The new registration cards indicate that Myanmar is the country of origin, a critical element in establishing and safeguarding the right of Rohingya refugees to return to their homes in Myanmar, if and when they decide the time is right for them to do so,” United Nations Commission for Refugees (UNHCR) spokesperson, Andrej Mahecic said in a statement issued on Friday.
Many in Northeast India said biometric identity cards issued to the refugees would help security agencies to avoid confusion when they detain Rohingya refugees in Indian soil. Confusion prevailed over the identity of Rohingya refugees after they were detained by BSF personnel in Tripura and Assam. “While most of them claimed to be refugees taking shelter in India, security agencies suspected them to be the ones from refugee camps in Bangladesh. The biometric cards are likely to remove the confusion now,” a police official here said.
More than 100 Rohingyas were detained in Tripura and Assam in the past few months.
An estimated 900,000 Rohingya refugees live in crowded settlements in Cox’s Bazar in Bangladesh, with over 740,000 thought to have fled from Myanmar since August 2017.
The latest exodus of Rohingya Muslims from the Rakhine state of Myanmar, bordering Bangladesh was triggered by the Myanmar army’s action against a militant group belonging to the Rohingyas.

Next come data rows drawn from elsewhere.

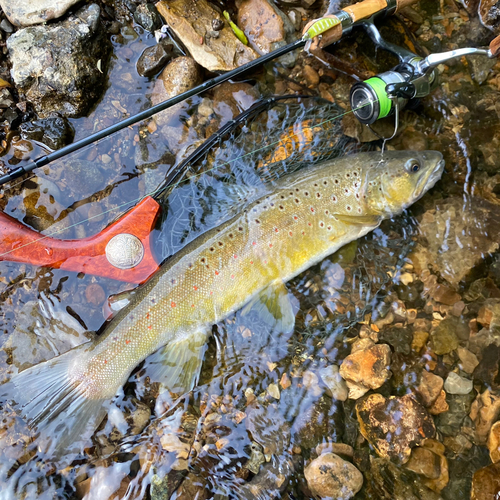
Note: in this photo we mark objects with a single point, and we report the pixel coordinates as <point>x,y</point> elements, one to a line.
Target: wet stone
<point>329,476</point>
<point>430,387</point>
<point>486,483</point>
<point>450,422</point>
<point>489,13</point>
<point>54,66</point>
<point>455,384</point>
<point>384,480</point>
<point>179,76</point>
<point>444,337</point>
<point>153,59</point>
<point>494,442</point>
<point>336,387</point>
<point>399,338</point>
<point>191,20</point>
<point>468,360</point>
<point>320,419</point>
<point>55,132</point>
<point>366,368</point>
<point>147,16</point>
<point>393,426</point>
<point>34,11</point>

According to international agencies, Rohingyas have lived in Rakhine state for generations but Myanmar government refuses to accept this, saying they are illegal migrants from neighbouring Bangladesh.
The biometric, fraud-proof cards are being issued jointly by Bangladeshi authorities and UNHCR to all verified refugees over the age of 12. The UN refugee agency’s Biometric Identity Management System (BIMS) captures biometric data, including fingerprints and iris scans, which secure each refugee’s unique identity as well as other important information such as family links.
This comprehensive registration, being simultaneously carried out in all refugee settlements in Cox’s Bazar – is meant to ensure the accuracy of data on refugees in Bangladesh, giving national authorities and humanitarian partners a better understanding of the population and their needs.
Accurate data will help agencies in their programme planning and help target assistance where it is needed most, particularly for people with specific needs, such as women and children taking care of their families and people with disabilities, said the statement.